Apropos Scheiben: Wer denkt das es sich bei der Frontscheibe um eine klassische handeln würde, der irrt. Hier wurde eine durchgehende Glasfläche – ähnlich der Cockpitverglasung eines Powerboats - verbaut. Wie beim AMG Vision Gran Turismo sind die Frontscheinwerfer weit nach außen gerückt und schräg gestellt. Auf dem Feld an der Front des Fahrzeugs können unterschiedliche Leuchtfunktionen dargestellt werden. Läuft Musik im Fahrzeug, visualisiert das Display beispielsweise wie ein Sound-Analyser das Klangbild. Die Heckscheibe ist mit roten LED-Kuben ringförmig umrandet, was für eine optische Tiefe sorgt. Auch hier lässt sich das LED-Feld – zur Anzeige des Blinkers oder der Analyser-Funktion – nutzen.

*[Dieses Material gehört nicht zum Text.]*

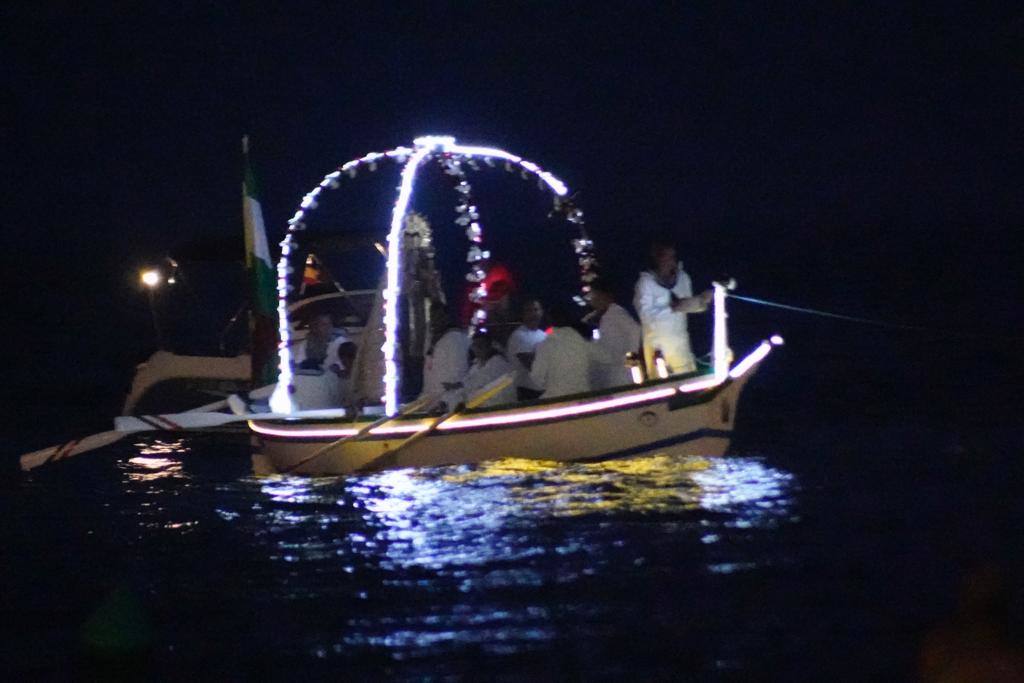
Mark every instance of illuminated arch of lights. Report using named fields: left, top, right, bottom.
left=270, top=135, right=597, bottom=415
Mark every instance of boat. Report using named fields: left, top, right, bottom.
left=247, top=136, right=782, bottom=475
left=121, top=242, right=376, bottom=417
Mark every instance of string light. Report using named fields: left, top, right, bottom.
left=270, top=135, right=597, bottom=415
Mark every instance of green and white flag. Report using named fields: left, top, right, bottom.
left=242, top=135, right=278, bottom=386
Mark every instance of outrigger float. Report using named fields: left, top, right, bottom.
left=247, top=136, right=781, bottom=474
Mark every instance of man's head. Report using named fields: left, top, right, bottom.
left=650, top=237, right=679, bottom=274
left=522, top=299, right=544, bottom=330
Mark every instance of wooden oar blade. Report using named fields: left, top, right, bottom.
left=19, top=429, right=127, bottom=472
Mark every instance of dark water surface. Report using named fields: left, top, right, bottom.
left=0, top=360, right=1024, bottom=680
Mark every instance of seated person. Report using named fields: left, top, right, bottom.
left=420, top=304, right=469, bottom=411
left=585, top=281, right=640, bottom=389
left=295, top=313, right=340, bottom=371
left=529, top=306, right=598, bottom=398
left=328, top=341, right=358, bottom=413
left=444, top=332, right=516, bottom=408
left=506, top=299, right=547, bottom=400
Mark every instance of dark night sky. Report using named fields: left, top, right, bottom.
left=0, top=2, right=1024, bottom=419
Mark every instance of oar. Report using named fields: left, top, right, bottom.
left=281, top=394, right=437, bottom=474
left=19, top=412, right=305, bottom=472
left=356, top=373, right=515, bottom=474
left=19, top=429, right=128, bottom=472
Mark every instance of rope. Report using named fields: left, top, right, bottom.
left=728, top=294, right=937, bottom=332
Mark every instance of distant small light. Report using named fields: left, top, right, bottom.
left=139, top=268, right=163, bottom=288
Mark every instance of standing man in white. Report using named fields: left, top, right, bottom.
left=633, top=238, right=713, bottom=377
left=508, top=299, right=547, bottom=400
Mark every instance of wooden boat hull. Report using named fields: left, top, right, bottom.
left=250, top=373, right=753, bottom=475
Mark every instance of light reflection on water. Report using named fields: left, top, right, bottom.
left=237, top=455, right=797, bottom=658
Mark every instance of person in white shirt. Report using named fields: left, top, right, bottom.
left=328, top=341, right=361, bottom=415
left=633, top=239, right=712, bottom=377
left=507, top=299, right=547, bottom=400
left=420, top=305, right=469, bottom=411
left=295, top=313, right=346, bottom=371
left=448, top=332, right=516, bottom=407
left=584, top=281, right=640, bottom=389
left=529, top=306, right=595, bottom=398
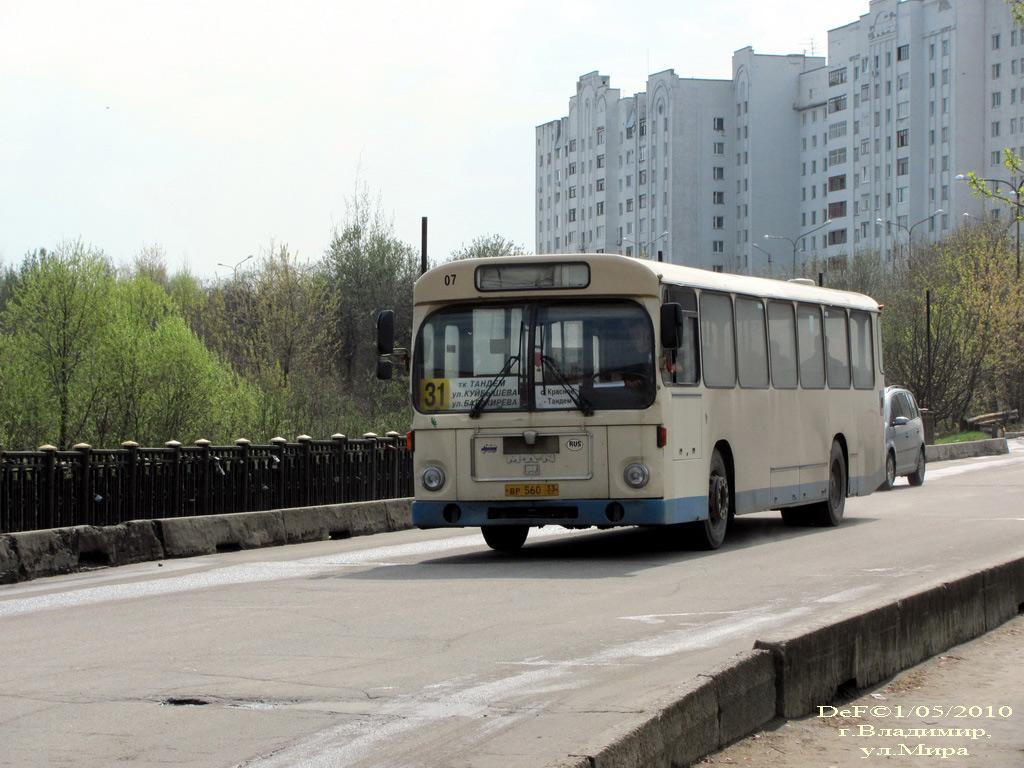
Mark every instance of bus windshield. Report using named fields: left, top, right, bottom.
left=413, top=300, right=654, bottom=416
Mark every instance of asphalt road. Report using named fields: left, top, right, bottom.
left=0, top=440, right=1024, bottom=768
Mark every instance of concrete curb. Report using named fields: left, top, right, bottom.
left=0, top=499, right=412, bottom=584
left=565, top=557, right=1024, bottom=768
left=925, top=437, right=1010, bottom=462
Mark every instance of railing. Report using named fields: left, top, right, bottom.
left=0, top=432, right=413, bottom=534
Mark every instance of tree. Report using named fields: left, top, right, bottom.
left=879, top=222, right=1021, bottom=426
left=2, top=242, right=114, bottom=447
left=451, top=234, right=526, bottom=261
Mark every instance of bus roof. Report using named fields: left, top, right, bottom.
left=414, top=253, right=880, bottom=311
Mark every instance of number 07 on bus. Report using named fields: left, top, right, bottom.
left=378, top=254, right=885, bottom=551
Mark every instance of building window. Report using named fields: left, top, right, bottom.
left=828, top=93, right=846, bottom=115
left=828, top=173, right=846, bottom=191
left=828, top=229, right=846, bottom=246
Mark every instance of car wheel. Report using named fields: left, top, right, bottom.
left=881, top=451, right=896, bottom=490
left=906, top=445, right=925, bottom=485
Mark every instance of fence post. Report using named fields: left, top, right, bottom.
left=295, top=434, right=314, bottom=507
left=387, top=430, right=402, bottom=499
left=196, top=437, right=213, bottom=515
left=39, top=444, right=60, bottom=530
left=121, top=440, right=139, bottom=520
left=71, top=442, right=96, bottom=525
left=270, top=437, right=291, bottom=509
left=329, top=432, right=348, bottom=504
left=234, top=437, right=252, bottom=512
left=164, top=440, right=184, bottom=517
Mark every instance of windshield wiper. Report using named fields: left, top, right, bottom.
left=469, top=354, right=519, bottom=419
left=541, top=354, right=594, bottom=416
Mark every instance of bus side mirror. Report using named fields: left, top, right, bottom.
left=662, top=302, right=683, bottom=349
left=377, top=309, right=394, bottom=354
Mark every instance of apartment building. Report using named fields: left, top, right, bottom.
left=536, top=0, right=1024, bottom=275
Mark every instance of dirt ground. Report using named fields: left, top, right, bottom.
left=694, top=616, right=1024, bottom=768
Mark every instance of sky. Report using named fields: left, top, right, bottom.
left=0, top=0, right=869, bottom=279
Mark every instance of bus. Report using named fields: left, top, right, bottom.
left=378, top=254, right=885, bottom=551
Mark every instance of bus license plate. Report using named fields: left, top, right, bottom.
left=505, top=482, right=558, bottom=499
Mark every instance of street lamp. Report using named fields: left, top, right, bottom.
left=751, top=243, right=771, bottom=278
left=765, top=219, right=831, bottom=278
left=217, top=254, right=255, bottom=280
left=956, top=173, right=1024, bottom=281
left=623, top=229, right=669, bottom=259
left=874, top=208, right=942, bottom=266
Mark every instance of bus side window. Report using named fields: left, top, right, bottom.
left=768, top=301, right=797, bottom=389
left=736, top=296, right=768, bottom=389
left=825, top=307, right=850, bottom=389
left=850, top=310, right=874, bottom=389
left=797, top=304, right=825, bottom=389
left=700, top=293, right=736, bottom=387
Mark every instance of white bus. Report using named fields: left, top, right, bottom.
left=378, top=254, right=885, bottom=550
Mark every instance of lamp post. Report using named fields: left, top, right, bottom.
left=623, top=229, right=669, bottom=259
left=765, top=219, right=831, bottom=278
left=217, top=254, right=255, bottom=280
left=874, top=208, right=944, bottom=266
left=751, top=243, right=771, bottom=278
left=956, top=173, right=1024, bottom=281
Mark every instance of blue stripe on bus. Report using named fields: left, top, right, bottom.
left=413, top=496, right=708, bottom=528
left=413, top=468, right=881, bottom=528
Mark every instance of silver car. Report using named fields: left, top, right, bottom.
left=882, top=387, right=925, bottom=490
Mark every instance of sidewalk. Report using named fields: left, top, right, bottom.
left=694, top=615, right=1024, bottom=768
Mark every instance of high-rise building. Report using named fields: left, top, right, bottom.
left=536, top=0, right=1024, bottom=275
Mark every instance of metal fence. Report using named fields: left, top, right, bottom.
left=0, top=432, right=413, bottom=534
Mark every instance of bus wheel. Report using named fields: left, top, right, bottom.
left=811, top=442, right=846, bottom=528
left=906, top=445, right=925, bottom=485
left=480, top=525, right=529, bottom=552
left=881, top=451, right=896, bottom=490
left=690, top=451, right=732, bottom=550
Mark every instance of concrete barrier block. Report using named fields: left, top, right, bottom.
left=156, top=510, right=288, bottom=557
left=281, top=499, right=412, bottom=544
left=0, top=536, right=22, bottom=584
left=11, top=528, right=78, bottom=580
left=701, top=650, right=775, bottom=748
left=73, top=520, right=164, bottom=567
left=897, top=573, right=985, bottom=669
left=591, top=678, right=719, bottom=768
left=754, top=605, right=901, bottom=718
left=982, top=558, right=1024, bottom=631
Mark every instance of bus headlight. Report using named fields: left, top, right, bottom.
left=623, top=464, right=650, bottom=488
left=420, top=467, right=444, bottom=490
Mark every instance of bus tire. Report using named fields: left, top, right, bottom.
left=480, top=525, right=529, bottom=552
left=810, top=442, right=847, bottom=528
left=689, top=451, right=732, bottom=550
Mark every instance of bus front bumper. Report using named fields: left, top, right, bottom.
left=413, top=497, right=708, bottom=528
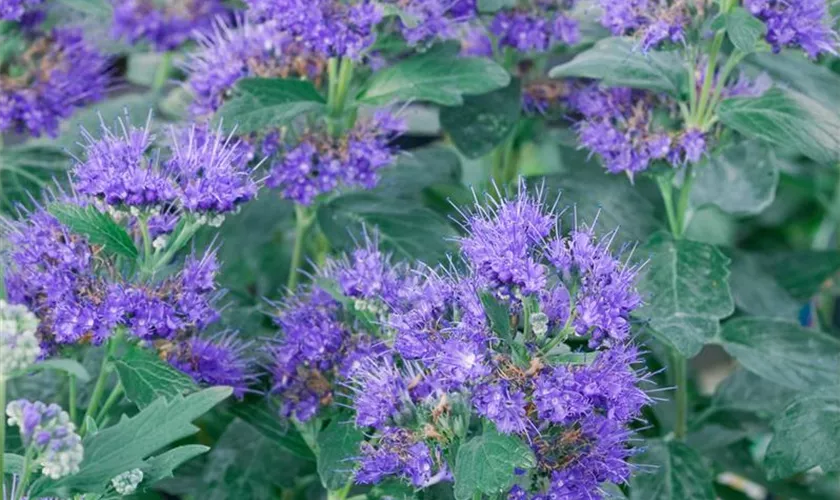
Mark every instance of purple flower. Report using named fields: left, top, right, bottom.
left=0, top=28, right=109, bottom=137
left=473, top=381, right=528, bottom=434
left=489, top=0, right=580, bottom=53
left=72, top=114, right=257, bottom=215
left=0, top=0, right=44, bottom=21
left=266, top=111, right=403, bottom=205
left=111, top=0, right=227, bottom=52
left=744, top=0, right=837, bottom=59
left=184, top=20, right=326, bottom=115
left=168, top=334, right=255, bottom=398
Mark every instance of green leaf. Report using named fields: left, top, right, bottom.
left=141, top=444, right=210, bottom=485
left=764, top=385, right=840, bottom=479
left=30, top=387, right=232, bottom=496
left=29, top=358, right=90, bottom=383
left=317, top=417, right=365, bottom=491
left=358, top=51, right=510, bottom=106
left=318, top=193, right=456, bottom=264
left=48, top=203, right=138, bottom=260
left=215, top=78, right=325, bottom=134
left=528, top=169, right=662, bottom=245
left=440, top=79, right=522, bottom=158
left=229, top=397, right=315, bottom=460
left=453, top=429, right=537, bottom=500
left=477, top=0, right=516, bottom=14
left=691, top=141, right=779, bottom=215
left=756, top=250, right=840, bottom=301
left=637, top=232, right=735, bottom=357
left=726, top=7, right=767, bottom=54
left=630, top=439, right=715, bottom=500
left=712, top=368, right=796, bottom=418
left=114, top=345, right=198, bottom=408
left=726, top=250, right=802, bottom=321
left=720, top=317, right=840, bottom=390
left=197, top=419, right=301, bottom=500
left=548, top=37, right=687, bottom=96
left=748, top=50, right=840, bottom=108
left=718, top=89, right=840, bottom=164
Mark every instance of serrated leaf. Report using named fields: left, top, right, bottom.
left=198, top=419, right=300, bottom=500
left=764, top=385, right=840, bottom=479
left=540, top=169, right=662, bottom=245
left=726, top=250, right=802, bottom=321
left=712, top=368, right=796, bottom=418
left=30, top=387, right=232, bottom=496
left=358, top=51, right=510, bottom=106
left=637, top=232, right=735, bottom=357
left=630, top=439, right=715, bottom=500
left=720, top=317, right=840, bottom=391
left=114, top=346, right=198, bottom=408
left=141, top=444, right=210, bottom=485
left=318, top=193, right=456, bottom=264
left=548, top=37, right=687, bottom=96
left=691, top=141, right=780, bottom=215
left=317, top=417, right=365, bottom=491
left=29, top=358, right=90, bottom=383
left=215, top=78, right=325, bottom=134
left=229, top=397, right=315, bottom=460
left=440, top=79, right=522, bottom=158
left=453, top=429, right=537, bottom=500
left=718, top=88, right=840, bottom=164
left=726, top=7, right=767, bottom=54
left=48, top=203, right=138, bottom=260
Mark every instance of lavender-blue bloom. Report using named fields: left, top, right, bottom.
left=185, top=20, right=326, bottom=116
left=266, top=111, right=404, bottom=205
left=111, top=0, right=227, bottom=52
left=167, top=333, right=256, bottom=398
left=0, top=28, right=109, bottom=136
left=744, top=0, right=838, bottom=59
left=489, top=0, right=580, bottom=53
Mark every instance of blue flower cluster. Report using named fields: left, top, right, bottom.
left=0, top=28, right=109, bottom=136
left=111, top=0, right=228, bottom=52
left=272, top=188, right=649, bottom=498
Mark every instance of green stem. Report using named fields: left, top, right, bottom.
left=13, top=444, right=35, bottom=500
left=152, top=52, right=172, bottom=92
left=67, top=373, right=78, bottom=425
left=691, top=30, right=726, bottom=128
left=671, top=349, right=688, bottom=440
left=0, top=374, right=6, bottom=486
left=96, top=382, right=123, bottom=425
left=286, top=205, right=315, bottom=293
left=79, top=338, right=116, bottom=436
left=656, top=175, right=680, bottom=236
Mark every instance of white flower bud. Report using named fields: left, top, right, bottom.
left=111, top=469, right=143, bottom=495
left=0, top=300, right=41, bottom=378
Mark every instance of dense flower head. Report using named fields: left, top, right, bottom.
left=247, top=0, right=383, bottom=59
left=275, top=185, right=650, bottom=499
left=600, top=0, right=690, bottom=51
left=568, top=84, right=706, bottom=175
left=111, top=0, right=227, bottom=52
left=168, top=333, right=255, bottom=398
left=489, top=0, right=580, bottom=53
left=266, top=111, right=404, bottom=205
left=0, top=28, right=109, bottom=136
left=0, top=0, right=44, bottom=21
left=72, top=115, right=257, bottom=218
left=6, top=399, right=84, bottom=479
left=185, top=20, right=326, bottom=116
left=0, top=299, right=41, bottom=376
left=744, top=0, right=838, bottom=59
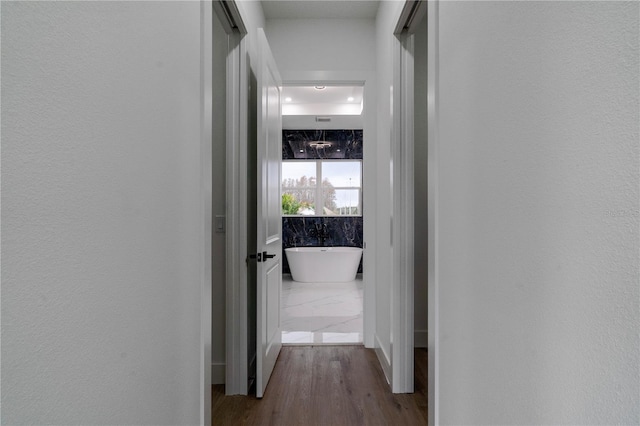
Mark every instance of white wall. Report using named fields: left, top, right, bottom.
left=265, top=19, right=375, bottom=73
left=436, top=2, right=640, bottom=424
left=2, top=2, right=203, bottom=425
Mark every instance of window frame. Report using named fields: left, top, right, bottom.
left=280, top=158, right=363, bottom=217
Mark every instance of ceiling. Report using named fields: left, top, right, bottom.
left=262, top=0, right=380, bottom=19
left=282, top=86, right=364, bottom=115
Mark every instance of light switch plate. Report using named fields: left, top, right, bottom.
left=214, top=215, right=225, bottom=234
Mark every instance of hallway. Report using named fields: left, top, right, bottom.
left=212, top=346, right=427, bottom=426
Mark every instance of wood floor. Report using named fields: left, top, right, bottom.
left=212, top=346, right=427, bottom=426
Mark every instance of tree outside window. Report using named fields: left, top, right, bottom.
left=282, top=160, right=362, bottom=216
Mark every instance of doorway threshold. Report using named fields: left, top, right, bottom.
left=282, top=331, right=363, bottom=346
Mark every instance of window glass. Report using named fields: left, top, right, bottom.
left=282, top=160, right=362, bottom=216
left=322, top=161, right=361, bottom=188
left=282, top=161, right=316, bottom=215
left=322, top=186, right=362, bottom=216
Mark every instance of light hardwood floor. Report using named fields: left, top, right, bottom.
left=212, top=346, right=427, bottom=426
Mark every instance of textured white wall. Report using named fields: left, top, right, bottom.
left=413, top=14, right=428, bottom=347
left=437, top=2, right=640, bottom=424
left=2, top=2, right=203, bottom=425
left=376, top=1, right=402, bottom=370
left=265, top=19, right=376, bottom=71
left=211, top=10, right=228, bottom=384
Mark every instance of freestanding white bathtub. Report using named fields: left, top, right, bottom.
left=284, top=247, right=362, bottom=283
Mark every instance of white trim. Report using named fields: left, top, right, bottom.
left=199, top=1, right=213, bottom=425
left=391, top=26, right=414, bottom=393
left=225, top=33, right=249, bottom=395
left=413, top=330, right=429, bottom=348
left=211, top=362, right=227, bottom=385
left=281, top=70, right=386, bottom=348
left=375, top=335, right=391, bottom=383
left=426, top=0, right=440, bottom=426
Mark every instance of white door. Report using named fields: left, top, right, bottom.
left=256, top=28, right=282, bottom=398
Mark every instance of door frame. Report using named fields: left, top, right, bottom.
left=280, top=70, right=377, bottom=348
left=209, top=0, right=249, bottom=396
left=392, top=0, right=440, bottom=425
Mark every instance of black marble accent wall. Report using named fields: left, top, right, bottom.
left=282, top=130, right=362, bottom=160
left=282, top=216, right=363, bottom=273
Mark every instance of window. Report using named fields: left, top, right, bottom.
left=282, top=160, right=362, bottom=216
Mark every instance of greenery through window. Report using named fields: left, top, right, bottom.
left=282, top=160, right=362, bottom=216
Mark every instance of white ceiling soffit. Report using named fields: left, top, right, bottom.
left=262, top=0, right=380, bottom=19
left=282, top=86, right=364, bottom=115
left=282, top=115, right=364, bottom=130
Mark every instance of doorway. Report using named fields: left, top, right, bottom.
left=281, top=82, right=366, bottom=345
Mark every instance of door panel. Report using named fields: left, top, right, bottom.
left=256, top=28, right=282, bottom=398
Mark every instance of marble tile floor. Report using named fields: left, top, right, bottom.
left=281, top=274, right=363, bottom=345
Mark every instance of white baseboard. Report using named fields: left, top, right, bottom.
left=413, top=330, right=429, bottom=348
left=375, top=335, right=391, bottom=384
left=211, top=362, right=227, bottom=385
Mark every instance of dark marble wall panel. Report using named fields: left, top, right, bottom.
left=282, top=130, right=362, bottom=160
left=282, top=216, right=363, bottom=273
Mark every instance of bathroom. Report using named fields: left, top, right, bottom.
left=281, top=84, right=365, bottom=344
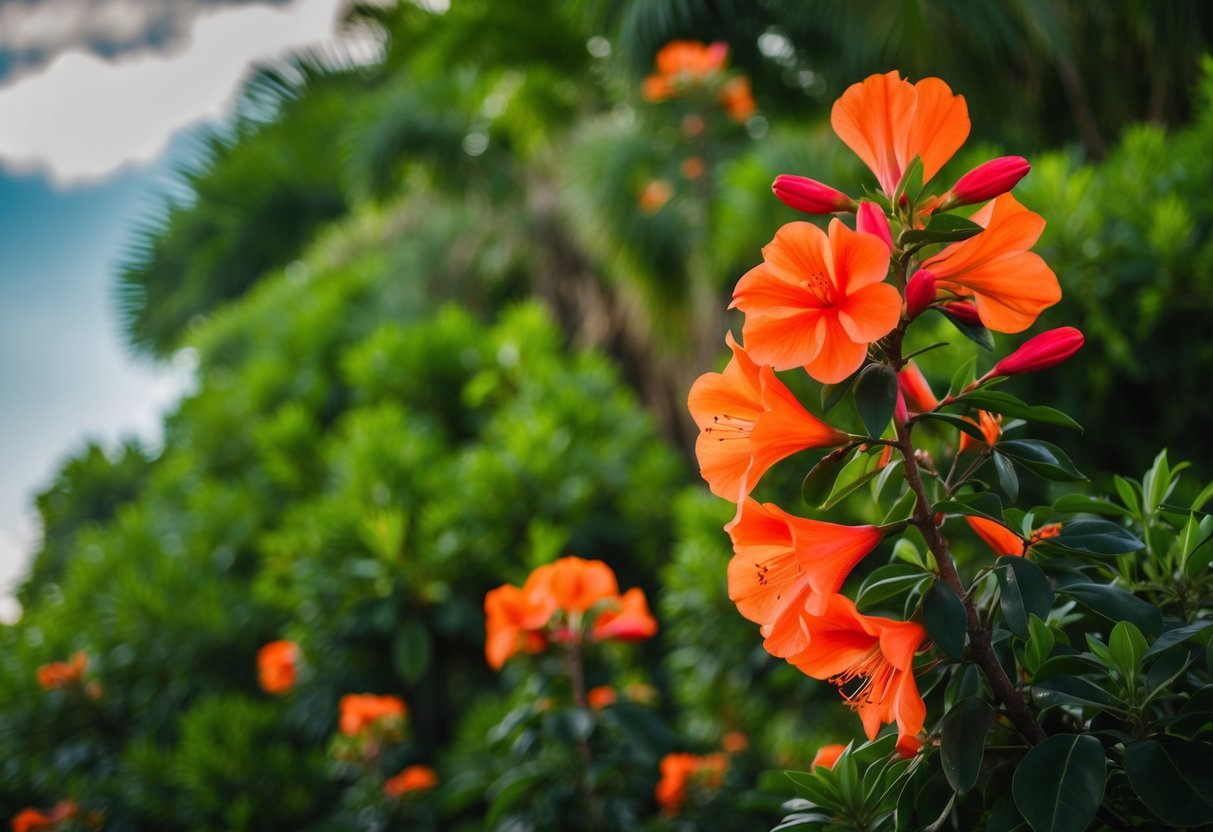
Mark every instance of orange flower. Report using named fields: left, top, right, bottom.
left=656, top=752, right=729, bottom=815
left=340, top=694, right=409, bottom=736
left=383, top=765, right=438, bottom=797
left=12, top=800, right=80, bottom=832
left=898, top=361, right=939, bottom=414
left=590, top=587, right=657, bottom=642
left=484, top=587, right=556, bottom=671
left=809, top=742, right=847, bottom=771
left=586, top=685, right=619, bottom=711
left=725, top=498, right=882, bottom=657
left=956, top=410, right=1002, bottom=454
left=687, top=334, right=848, bottom=502
left=257, top=642, right=300, bottom=694
left=964, top=515, right=1061, bottom=558
left=640, top=40, right=729, bottom=101
left=830, top=70, right=969, bottom=196
left=730, top=220, right=901, bottom=384
left=787, top=595, right=927, bottom=754
left=523, top=557, right=619, bottom=612
left=36, top=650, right=89, bottom=690
left=718, top=75, right=758, bottom=121
left=922, top=194, right=1061, bottom=332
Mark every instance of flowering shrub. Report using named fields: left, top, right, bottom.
left=693, top=72, right=1213, bottom=832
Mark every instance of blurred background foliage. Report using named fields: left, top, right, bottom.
left=7, top=0, right=1213, bottom=830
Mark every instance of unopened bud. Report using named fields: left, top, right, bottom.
left=939, top=301, right=981, bottom=326
left=855, top=201, right=893, bottom=252
left=944, top=156, right=1032, bottom=207
left=986, top=326, right=1086, bottom=376
left=906, top=269, right=935, bottom=320
left=770, top=173, right=855, bottom=213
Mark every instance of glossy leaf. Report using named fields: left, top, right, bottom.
left=939, top=699, right=996, bottom=794
left=1012, top=734, right=1107, bottom=832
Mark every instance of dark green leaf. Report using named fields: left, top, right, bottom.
left=1012, top=734, right=1107, bottom=832
left=855, top=364, right=898, bottom=439
left=932, top=307, right=993, bottom=354
left=801, top=448, right=855, bottom=507
left=959, top=389, right=1082, bottom=431
left=939, top=699, right=995, bottom=794
left=995, top=554, right=1053, bottom=638
left=922, top=581, right=966, bottom=661
left=998, top=439, right=1087, bottom=483
left=1058, top=583, right=1162, bottom=636
left=1124, top=740, right=1213, bottom=827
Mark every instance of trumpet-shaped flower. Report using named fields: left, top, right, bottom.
left=830, top=72, right=969, bottom=196
left=730, top=220, right=901, bottom=383
left=687, top=332, right=849, bottom=502
left=725, top=498, right=882, bottom=657
left=787, top=595, right=927, bottom=754
left=922, top=194, right=1061, bottom=332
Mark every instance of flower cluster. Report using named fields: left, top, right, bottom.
left=484, top=557, right=657, bottom=669
left=640, top=40, right=757, bottom=121
left=688, top=72, right=1082, bottom=756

Mit dem Vision Tokyo erhält die Familie der Design-Showcars von Mercedes nun Zuwachs. In der Vergangenheit sorgten die Schwaben bereits mit dem Vision Ener‑G-Force (Los Angeles, November 2012) für aufsehen. Später folgten dann der für die Rennsimulation Gran Turismo 6 entwickelte
AMG Vision Gran Turismo (Sunnyvale, 2013) und der G-Code (Peking, November 2014).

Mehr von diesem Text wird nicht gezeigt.